In New Zealand, the bulk of this powder is held by Animal Control Products (ACP), the state-owned manufacturer of 1080. It is not for sale.
‘‘If you came along and asked to buy the stuff we wouldn’t sell it to you,’’ ACP chief executive William McCook said.
‘‘It’s not a finished product. It’s just an ingredient.’’
This limits considerably how many people could possibly have the powder. While 1080 (the finished product) can be acquired by individuals if they have a controlled substance licence and proper approval, the pellet form of the poison they would get is 0.15 per cent of its original purity. At that dilution, it is almost impossible to refine back.
ACP ‘‘very, very rarely’’ supplies research organisations and laboratories with samples of the powder, McCook said. He could only recall one case in the last two years.
So is the company surprised someone was able to get the powder to make the threat?
‘‘The short answer is yes,’’ McCook said.
‘‘We’re at a bit of a loss, like everybody else, to think where possibly this product might have been sourced from.’’
Christchurch company Pest Control Research Ltd is attempting to enter the 1080 manufacturing market.
Director Malcolm Thomas agreed sodium fluoroacetate would be very hard to source but saw a loophole.
‘‘There may be some around the country that isn’t accounted for.

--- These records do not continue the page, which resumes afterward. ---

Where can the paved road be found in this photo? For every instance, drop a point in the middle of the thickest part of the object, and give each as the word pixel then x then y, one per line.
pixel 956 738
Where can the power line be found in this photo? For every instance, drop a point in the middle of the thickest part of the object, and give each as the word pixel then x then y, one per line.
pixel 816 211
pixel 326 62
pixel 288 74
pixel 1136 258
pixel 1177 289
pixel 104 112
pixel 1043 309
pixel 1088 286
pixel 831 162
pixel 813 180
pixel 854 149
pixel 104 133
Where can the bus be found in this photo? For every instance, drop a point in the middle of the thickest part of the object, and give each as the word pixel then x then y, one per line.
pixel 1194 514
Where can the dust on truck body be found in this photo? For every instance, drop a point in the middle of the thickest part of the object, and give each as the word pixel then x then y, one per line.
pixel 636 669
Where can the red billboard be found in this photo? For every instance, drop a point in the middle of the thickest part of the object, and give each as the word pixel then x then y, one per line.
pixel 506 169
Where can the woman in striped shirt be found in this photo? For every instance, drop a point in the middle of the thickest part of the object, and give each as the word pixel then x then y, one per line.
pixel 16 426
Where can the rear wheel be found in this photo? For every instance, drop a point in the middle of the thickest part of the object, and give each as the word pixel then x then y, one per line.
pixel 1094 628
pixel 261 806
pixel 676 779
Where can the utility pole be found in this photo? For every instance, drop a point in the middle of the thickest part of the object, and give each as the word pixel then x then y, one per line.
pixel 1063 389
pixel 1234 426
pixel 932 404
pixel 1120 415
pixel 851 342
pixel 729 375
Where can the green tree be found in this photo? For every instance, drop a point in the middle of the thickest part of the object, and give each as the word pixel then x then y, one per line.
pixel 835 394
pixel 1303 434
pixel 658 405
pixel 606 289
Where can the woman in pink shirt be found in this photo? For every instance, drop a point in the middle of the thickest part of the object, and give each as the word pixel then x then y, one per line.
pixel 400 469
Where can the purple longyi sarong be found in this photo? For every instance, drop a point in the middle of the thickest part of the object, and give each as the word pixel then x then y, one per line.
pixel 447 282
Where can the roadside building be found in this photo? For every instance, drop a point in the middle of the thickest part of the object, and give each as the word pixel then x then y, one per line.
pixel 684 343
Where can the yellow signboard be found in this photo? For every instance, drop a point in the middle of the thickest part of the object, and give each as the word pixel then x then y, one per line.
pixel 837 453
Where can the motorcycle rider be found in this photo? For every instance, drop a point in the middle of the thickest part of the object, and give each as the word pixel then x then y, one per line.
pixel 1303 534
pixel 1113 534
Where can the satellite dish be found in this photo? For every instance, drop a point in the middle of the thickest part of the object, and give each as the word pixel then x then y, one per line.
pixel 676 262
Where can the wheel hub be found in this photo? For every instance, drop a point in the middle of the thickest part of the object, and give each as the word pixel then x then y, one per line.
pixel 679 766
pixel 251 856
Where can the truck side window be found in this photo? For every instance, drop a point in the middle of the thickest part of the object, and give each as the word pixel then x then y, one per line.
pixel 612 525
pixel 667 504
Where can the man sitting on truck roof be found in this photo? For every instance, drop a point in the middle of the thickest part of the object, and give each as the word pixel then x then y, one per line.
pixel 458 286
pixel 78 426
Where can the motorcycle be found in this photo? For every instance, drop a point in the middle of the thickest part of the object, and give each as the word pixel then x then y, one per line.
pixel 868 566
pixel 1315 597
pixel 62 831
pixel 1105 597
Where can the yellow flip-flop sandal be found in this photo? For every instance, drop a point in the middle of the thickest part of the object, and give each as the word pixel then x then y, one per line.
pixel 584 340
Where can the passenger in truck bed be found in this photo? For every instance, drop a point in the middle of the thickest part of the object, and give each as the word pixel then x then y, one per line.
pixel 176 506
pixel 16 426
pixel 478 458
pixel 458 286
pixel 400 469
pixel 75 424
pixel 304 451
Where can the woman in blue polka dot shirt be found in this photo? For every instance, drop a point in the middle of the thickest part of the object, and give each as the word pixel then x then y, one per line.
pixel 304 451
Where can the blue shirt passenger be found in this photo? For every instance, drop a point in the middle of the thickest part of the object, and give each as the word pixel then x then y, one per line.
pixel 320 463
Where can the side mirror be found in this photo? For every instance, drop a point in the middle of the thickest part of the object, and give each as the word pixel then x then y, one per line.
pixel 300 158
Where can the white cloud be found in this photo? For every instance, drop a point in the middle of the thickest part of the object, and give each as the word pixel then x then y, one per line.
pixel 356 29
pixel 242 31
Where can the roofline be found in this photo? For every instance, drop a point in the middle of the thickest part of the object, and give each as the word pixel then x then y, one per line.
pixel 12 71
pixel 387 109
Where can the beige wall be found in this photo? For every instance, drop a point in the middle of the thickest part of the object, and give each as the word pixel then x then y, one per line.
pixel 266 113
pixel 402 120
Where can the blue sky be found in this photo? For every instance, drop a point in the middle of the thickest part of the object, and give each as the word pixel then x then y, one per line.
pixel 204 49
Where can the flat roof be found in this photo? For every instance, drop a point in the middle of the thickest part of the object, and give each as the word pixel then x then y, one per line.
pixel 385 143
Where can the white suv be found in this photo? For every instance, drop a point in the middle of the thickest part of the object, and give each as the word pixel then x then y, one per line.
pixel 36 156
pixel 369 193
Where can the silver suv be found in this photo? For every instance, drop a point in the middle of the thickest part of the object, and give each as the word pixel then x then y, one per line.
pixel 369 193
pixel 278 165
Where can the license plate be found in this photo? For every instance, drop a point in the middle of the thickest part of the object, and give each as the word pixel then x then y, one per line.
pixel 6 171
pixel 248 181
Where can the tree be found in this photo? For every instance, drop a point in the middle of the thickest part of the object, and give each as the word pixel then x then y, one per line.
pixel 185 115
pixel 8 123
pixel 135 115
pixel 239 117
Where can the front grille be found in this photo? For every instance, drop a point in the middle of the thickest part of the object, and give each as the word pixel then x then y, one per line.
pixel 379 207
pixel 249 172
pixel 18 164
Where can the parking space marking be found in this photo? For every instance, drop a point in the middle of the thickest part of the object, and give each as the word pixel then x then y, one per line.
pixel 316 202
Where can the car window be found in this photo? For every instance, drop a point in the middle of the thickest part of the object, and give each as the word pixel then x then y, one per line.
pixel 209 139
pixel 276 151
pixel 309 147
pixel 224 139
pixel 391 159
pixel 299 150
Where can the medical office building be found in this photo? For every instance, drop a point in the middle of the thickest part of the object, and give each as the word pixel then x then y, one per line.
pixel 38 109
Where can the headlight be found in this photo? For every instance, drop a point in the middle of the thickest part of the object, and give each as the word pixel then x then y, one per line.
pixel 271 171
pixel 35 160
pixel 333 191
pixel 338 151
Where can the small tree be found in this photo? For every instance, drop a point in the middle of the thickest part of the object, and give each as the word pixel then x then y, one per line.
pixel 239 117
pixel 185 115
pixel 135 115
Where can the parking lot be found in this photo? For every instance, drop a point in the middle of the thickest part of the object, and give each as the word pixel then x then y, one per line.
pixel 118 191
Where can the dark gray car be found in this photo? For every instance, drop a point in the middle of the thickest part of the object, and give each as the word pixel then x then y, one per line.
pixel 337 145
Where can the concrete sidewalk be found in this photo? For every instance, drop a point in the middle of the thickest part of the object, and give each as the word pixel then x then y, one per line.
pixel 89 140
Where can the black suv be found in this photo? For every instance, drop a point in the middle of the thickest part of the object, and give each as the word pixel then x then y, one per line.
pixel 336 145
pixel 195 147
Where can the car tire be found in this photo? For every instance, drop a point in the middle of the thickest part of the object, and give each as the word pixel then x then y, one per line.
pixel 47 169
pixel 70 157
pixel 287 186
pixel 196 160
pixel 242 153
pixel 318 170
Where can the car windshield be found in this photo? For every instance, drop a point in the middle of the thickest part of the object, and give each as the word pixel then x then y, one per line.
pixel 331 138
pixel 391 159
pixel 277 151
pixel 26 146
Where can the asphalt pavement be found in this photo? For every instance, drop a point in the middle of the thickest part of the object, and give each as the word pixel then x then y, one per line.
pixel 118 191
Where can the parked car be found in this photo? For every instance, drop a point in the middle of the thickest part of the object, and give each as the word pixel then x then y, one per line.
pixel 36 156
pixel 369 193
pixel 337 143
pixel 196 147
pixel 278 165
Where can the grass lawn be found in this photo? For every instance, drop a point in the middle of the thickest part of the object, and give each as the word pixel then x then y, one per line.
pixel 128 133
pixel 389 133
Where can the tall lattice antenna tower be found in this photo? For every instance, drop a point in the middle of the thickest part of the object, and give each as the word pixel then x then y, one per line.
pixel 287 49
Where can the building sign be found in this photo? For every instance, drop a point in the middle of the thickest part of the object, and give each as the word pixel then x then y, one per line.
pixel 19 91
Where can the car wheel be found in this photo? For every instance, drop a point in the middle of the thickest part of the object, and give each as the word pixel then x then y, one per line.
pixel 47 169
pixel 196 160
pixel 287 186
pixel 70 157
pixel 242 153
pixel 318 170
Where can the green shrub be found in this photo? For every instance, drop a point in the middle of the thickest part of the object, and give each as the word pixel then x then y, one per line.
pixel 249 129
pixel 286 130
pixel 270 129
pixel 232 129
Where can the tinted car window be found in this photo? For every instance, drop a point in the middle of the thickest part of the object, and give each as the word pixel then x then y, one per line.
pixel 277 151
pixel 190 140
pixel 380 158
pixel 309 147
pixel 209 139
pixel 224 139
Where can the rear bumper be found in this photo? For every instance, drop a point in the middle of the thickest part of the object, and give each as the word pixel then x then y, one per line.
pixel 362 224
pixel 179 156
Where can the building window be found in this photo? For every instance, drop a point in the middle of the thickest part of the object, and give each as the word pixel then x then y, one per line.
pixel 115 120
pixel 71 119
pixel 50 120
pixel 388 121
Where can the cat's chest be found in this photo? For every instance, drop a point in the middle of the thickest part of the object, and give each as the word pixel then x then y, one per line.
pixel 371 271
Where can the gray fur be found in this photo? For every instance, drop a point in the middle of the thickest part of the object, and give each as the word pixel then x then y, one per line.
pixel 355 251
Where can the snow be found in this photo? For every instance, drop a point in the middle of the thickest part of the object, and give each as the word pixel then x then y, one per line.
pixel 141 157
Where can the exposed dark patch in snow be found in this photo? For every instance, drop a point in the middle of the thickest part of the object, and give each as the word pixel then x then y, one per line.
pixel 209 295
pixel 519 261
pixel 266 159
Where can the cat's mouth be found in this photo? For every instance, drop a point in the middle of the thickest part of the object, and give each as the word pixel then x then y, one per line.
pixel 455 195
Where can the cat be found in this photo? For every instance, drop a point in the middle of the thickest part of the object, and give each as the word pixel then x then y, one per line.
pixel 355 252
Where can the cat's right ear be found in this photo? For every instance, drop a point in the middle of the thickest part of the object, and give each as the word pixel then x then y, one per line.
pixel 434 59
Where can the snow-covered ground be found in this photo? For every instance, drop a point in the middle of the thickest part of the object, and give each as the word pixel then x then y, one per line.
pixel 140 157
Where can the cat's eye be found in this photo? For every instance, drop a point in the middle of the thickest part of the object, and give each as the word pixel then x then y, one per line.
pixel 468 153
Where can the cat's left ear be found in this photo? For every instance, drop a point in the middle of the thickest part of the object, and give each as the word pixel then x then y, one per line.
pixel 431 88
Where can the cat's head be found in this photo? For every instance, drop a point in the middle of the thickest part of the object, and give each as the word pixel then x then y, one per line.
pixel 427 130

It’s been used for the last 50 years [so] there could potentially be some sitting around. There might even be something from back in the 1960s sitting on someone’s shelf. Who knows? It has been in the country for a long time.’’
The Ministry for Primary Industries has introduced three contamination tests in the infant formula manufacturing process since the threat was received, to go with the four there already were.